Markets were also awaiting Federal Reserve Chairman Jerome Powell's debut appearance in front of U.S. Congress, seen as critical for financial markets with investors nervous about the central bank's policy normalisation following years of stimulus after the financial crisis almost a decade ago.
"There is a little bit of cautiousness ahead of Powell’s speech later today," said Jakob Christensen, head of EM research at Danske Bank, adding he was watching out for clues as to how the Fed will meet the challenges from higher fiscal spending in the world's biggest economy.
"In light of the quite mature U.S. business cycle and the added fiscal stimulus to the economy, will he open the box for four hikes this year?"
But the focus was firmly on South Africa where President Cyril Ramaphosa brought back some familiar faces in a cabinet reshuffle.
Veteran civil servant Nhlanhla Nene, who was sacked by ex-President Jacob Zuma two years ago, was appointed finance minister.

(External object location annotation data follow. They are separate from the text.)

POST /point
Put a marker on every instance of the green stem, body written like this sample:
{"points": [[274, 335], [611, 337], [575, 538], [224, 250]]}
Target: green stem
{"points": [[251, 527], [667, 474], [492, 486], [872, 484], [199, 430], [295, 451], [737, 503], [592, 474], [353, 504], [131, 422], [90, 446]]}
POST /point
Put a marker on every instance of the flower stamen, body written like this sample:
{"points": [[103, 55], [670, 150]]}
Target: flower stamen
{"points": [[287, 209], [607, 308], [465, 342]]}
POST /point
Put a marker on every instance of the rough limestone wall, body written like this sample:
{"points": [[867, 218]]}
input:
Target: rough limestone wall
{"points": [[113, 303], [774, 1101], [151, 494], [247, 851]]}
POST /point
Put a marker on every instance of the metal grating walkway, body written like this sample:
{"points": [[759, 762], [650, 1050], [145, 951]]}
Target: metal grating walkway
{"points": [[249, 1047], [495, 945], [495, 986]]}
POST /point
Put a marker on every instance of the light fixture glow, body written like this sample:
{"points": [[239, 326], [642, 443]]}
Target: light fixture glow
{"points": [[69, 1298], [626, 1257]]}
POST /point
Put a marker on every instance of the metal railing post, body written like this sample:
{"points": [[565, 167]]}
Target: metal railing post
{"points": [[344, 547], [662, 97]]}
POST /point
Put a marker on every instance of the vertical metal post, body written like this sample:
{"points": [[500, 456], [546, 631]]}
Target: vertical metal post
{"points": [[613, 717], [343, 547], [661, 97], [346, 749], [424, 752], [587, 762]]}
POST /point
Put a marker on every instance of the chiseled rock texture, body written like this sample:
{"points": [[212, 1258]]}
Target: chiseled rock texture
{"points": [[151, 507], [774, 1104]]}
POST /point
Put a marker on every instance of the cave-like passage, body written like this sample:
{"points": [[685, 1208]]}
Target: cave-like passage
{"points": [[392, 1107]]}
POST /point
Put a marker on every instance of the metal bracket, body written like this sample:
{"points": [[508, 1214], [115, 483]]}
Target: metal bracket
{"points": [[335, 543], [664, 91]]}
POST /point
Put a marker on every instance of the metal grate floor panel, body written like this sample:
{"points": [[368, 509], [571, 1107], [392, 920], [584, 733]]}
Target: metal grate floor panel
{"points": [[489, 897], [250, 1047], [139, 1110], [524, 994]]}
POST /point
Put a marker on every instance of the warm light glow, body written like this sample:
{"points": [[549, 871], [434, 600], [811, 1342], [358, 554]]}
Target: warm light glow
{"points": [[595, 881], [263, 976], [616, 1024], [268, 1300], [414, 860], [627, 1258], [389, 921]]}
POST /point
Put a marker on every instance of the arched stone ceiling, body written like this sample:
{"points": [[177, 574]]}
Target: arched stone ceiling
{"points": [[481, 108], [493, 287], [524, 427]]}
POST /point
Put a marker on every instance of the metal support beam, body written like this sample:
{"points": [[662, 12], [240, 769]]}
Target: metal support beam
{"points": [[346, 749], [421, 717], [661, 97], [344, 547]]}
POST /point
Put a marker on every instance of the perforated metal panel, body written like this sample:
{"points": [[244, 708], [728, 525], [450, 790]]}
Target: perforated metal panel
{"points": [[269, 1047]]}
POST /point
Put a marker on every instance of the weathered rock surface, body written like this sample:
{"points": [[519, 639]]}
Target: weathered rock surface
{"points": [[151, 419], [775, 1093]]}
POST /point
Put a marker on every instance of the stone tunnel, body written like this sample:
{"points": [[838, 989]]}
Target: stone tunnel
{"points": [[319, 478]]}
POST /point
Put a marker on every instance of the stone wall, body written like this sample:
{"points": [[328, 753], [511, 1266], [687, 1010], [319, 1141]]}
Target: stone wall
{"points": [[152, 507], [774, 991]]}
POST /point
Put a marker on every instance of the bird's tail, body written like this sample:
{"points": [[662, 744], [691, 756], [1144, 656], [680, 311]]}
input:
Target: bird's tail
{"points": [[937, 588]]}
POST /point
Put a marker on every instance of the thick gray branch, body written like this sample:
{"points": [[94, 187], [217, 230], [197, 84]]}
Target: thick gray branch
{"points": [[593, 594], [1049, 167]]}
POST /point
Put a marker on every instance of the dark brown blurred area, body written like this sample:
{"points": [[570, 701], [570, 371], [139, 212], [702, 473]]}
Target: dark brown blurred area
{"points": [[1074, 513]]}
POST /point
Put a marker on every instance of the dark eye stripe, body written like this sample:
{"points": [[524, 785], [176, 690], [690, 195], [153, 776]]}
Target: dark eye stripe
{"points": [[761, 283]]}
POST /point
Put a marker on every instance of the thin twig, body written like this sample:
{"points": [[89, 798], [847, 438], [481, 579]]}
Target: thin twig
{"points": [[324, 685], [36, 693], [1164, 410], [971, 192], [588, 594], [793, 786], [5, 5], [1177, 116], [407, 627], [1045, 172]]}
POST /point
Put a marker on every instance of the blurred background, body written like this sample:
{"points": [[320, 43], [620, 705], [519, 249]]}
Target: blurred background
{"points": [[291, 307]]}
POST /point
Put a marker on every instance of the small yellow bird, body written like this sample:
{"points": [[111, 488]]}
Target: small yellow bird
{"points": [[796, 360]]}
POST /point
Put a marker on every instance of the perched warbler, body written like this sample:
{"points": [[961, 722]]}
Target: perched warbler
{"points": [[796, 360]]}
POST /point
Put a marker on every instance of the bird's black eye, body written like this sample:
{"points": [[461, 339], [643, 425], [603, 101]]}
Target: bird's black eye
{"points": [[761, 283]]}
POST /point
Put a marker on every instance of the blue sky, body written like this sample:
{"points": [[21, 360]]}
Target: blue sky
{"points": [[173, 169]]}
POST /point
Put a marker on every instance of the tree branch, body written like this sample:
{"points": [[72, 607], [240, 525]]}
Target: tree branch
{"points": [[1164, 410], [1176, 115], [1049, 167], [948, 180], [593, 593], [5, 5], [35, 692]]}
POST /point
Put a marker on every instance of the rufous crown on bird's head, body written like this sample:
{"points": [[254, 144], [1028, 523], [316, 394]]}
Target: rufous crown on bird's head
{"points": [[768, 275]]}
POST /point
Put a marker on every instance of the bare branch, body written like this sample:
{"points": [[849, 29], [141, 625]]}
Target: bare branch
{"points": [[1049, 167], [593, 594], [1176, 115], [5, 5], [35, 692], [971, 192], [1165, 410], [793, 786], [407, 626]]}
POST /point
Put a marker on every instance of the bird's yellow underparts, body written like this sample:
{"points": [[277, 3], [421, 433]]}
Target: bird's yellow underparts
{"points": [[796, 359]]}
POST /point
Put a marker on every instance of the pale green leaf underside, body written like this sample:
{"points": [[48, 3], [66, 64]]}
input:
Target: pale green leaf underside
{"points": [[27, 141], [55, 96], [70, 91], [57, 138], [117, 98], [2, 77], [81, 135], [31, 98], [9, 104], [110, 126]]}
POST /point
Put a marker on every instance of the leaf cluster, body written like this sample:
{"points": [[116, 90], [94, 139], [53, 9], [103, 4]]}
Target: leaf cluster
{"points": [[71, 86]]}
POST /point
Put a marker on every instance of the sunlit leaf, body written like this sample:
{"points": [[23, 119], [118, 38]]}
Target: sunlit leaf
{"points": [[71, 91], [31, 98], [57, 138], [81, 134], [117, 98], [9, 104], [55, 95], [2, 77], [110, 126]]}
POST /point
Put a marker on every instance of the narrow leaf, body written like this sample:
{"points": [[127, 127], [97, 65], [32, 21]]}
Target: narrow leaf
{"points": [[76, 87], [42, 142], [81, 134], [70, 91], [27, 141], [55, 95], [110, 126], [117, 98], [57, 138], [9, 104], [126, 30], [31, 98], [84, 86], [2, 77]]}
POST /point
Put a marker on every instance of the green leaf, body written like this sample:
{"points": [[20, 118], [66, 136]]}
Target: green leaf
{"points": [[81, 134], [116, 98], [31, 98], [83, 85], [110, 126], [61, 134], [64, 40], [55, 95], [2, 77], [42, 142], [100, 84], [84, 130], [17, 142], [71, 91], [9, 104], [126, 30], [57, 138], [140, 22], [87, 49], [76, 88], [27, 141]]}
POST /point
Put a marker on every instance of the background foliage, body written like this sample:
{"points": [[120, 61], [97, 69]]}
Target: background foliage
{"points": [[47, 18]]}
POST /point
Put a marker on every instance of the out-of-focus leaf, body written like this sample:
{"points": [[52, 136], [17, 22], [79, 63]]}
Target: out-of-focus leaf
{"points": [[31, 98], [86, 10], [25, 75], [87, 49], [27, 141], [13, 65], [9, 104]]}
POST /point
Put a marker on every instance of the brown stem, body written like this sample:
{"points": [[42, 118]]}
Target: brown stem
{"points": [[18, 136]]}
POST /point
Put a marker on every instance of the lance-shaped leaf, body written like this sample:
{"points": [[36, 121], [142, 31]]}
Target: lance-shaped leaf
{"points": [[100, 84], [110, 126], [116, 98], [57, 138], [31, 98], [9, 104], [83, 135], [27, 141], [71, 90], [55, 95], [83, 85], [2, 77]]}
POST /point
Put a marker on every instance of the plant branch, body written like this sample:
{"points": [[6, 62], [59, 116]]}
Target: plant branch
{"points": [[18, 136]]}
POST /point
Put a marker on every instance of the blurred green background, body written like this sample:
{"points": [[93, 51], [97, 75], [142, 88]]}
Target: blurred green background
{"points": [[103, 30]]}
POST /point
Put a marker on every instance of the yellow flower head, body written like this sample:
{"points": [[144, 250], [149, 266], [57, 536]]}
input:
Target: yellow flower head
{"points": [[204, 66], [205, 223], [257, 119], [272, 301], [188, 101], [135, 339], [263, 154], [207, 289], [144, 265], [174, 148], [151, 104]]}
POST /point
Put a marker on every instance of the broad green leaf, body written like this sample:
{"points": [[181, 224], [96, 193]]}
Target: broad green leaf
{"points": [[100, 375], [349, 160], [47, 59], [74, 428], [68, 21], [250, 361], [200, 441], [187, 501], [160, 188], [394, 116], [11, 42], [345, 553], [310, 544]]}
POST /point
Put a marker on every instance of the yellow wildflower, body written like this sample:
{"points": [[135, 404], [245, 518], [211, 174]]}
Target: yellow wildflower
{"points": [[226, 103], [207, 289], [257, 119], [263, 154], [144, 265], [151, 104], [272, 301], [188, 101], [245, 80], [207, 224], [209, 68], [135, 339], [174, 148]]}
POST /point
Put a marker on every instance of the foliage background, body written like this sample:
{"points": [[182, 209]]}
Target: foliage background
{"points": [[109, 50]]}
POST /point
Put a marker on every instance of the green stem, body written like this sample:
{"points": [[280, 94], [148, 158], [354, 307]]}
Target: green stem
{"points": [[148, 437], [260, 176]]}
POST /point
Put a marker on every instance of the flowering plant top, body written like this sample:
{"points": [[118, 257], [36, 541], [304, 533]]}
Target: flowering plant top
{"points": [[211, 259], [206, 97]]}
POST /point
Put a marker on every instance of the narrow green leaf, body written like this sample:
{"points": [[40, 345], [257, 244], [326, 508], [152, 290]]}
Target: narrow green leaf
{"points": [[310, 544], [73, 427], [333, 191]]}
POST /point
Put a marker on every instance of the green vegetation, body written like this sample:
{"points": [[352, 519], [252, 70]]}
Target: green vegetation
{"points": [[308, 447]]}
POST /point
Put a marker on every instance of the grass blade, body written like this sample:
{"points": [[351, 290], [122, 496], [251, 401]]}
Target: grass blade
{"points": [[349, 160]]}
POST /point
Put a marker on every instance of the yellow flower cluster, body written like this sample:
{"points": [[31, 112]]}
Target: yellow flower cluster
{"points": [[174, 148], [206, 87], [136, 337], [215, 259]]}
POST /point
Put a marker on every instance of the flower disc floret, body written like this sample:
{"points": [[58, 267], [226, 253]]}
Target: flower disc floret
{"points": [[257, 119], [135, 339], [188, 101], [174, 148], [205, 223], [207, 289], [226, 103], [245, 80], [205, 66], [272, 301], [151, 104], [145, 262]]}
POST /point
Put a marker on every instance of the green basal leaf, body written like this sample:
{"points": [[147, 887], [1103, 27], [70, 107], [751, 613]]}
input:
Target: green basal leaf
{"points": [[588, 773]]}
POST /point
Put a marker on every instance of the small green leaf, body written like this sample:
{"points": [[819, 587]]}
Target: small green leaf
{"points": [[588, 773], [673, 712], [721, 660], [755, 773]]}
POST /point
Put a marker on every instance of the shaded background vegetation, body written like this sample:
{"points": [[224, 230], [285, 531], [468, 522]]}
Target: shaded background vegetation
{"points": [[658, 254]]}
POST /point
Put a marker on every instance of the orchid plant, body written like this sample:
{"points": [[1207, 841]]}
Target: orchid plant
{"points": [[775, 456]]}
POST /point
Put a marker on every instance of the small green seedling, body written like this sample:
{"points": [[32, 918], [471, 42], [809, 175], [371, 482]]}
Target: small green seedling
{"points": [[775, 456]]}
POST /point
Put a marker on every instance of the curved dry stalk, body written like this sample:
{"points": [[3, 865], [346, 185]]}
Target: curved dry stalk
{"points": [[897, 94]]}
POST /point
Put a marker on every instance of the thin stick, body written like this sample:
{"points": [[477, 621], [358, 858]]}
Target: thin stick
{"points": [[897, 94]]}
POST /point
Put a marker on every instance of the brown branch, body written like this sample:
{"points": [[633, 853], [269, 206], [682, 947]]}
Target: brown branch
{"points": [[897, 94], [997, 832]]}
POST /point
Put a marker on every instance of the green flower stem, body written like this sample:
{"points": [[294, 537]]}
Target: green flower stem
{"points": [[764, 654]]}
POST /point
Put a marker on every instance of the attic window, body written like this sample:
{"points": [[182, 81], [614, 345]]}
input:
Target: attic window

Ex-finance minister Pravin Gordhan, a popular figure with investors, will take the reigns at the key public enterprises department, which oversees around 300 state-owned firms, including loss-making South African Airways and cash-strapped power utility Eskom.
"What is really encouraging is that Gordhan has been put in place as minister for public enterprises, which is one of the Achilles' heels of the South African economy," said Danske Bank's Christensen.
"Getting reforms in there will be vital for revitalising South Africa's growth prospects, which is more important than a few fiscal savings here and there."
While Nene was quick to say the budget tabled last week, which featured the first VAT hike in over two decades, might not prevent more ratings downgrades, South Africa's equity markets welcomed the reshuffle.
Stocks extended their gains for a third day, rising 0.6 percent, while yields on the local 10-year benchmark sovereign bond hovered just above 8 percent.
The rand weakened 0.5 percent, but the losses came in the wake of a recent rally that saw the currency trade at its strongest level in three years. Having gained more than 7 percent since the start of the year against the dollar, the rand is still one of the top performers this year.
Another reshuffle came in Saudi Arabia, where King Salman swapped out some of the kingdom's top military officers and several deputy ministers in a broad shake-up seen as elevating younger officials in key economic and security areas. Saudi stocks traded a touch higher.
In central banking news, South Korean policy makers voted unanimously to keep rates steady, as expected.
And Hungary is expected to do the same later in the day with markets watching out for new measures such as swap tenders and purchasing mortgage bonds introduced by policymakers recently to stimulate borrowing.